Brussels (Brussels Morning) Irish Taoiseach Micheál Martin offered a formal state apology on Wednesday to all mothers and children who suffered in the nation’s mother-and-baby homes run by the Catholic Church in the 20th century, AP reported on Wednesday.
“We had a completely warped attitude to sexuality and intimacy,” Martin declared in his address to the Dail, Ireland’s parliament, “and young mothers and their sons and daughters were forced to pay a terrible price for that dysfunction.”
Abandoned by families
Martin’s apology was prompted by the release of the report of an inquiry into the infamous homes for unwed pregnant women and girls. The inquiry concluded that some 9,000 children died in 18 homes that operated during the 20th century.

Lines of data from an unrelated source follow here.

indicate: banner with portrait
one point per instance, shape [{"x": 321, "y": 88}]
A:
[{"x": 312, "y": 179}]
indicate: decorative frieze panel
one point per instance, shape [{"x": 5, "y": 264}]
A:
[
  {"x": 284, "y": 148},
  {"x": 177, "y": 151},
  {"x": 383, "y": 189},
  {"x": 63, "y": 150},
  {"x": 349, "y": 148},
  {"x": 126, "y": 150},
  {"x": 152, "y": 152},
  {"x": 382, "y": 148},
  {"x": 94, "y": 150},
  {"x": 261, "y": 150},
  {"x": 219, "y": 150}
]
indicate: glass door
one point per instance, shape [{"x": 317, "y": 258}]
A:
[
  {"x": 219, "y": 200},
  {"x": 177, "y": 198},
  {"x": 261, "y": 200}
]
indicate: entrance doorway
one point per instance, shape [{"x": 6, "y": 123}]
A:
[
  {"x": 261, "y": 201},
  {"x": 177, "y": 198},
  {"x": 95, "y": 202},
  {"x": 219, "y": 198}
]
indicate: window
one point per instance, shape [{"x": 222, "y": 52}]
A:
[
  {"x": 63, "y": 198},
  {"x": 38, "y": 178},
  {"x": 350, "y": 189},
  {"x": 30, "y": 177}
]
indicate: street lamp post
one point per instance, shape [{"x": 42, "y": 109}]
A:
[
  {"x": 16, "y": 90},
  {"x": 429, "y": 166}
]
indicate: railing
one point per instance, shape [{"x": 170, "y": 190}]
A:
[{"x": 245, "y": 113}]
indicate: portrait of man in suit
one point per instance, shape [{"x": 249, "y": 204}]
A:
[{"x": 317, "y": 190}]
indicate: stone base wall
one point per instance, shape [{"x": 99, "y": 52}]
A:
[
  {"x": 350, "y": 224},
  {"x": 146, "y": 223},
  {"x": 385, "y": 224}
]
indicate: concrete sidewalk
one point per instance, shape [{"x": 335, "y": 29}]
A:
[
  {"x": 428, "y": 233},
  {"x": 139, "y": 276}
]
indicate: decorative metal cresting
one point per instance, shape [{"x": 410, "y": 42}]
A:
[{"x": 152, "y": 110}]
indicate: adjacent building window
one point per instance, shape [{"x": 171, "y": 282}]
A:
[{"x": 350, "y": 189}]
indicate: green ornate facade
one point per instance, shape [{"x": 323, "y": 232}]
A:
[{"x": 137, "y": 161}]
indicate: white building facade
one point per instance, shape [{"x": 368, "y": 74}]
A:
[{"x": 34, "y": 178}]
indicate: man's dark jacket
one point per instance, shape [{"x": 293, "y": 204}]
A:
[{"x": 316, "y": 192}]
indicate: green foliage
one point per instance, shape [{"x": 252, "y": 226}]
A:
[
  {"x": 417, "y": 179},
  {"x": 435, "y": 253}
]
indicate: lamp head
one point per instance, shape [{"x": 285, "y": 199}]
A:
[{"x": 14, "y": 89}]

These homes housed orphans, babies born out of wedlock and their mothers, most of whom were abandoned by their families and hidden away out of shame. Numerous children were forcefully separated from their mothers and given for adoption.
Mass graves
The church-run institutions came under scrutiny in 2014, after historian Catherine Corless, seeking death certificates for nearly 800 children in one such home in the west of Ireland, could only find the death record for one child. Later excavations found a mass grave in an underground sewage structure, containing the remains of hundreds of babies and young children.
Children and their mothers were frequently mistreated, malnourished, exploited for labour, and subjected to substandard healthcare while in care. Up to 15% of all children housed in the homes died from disease and infections.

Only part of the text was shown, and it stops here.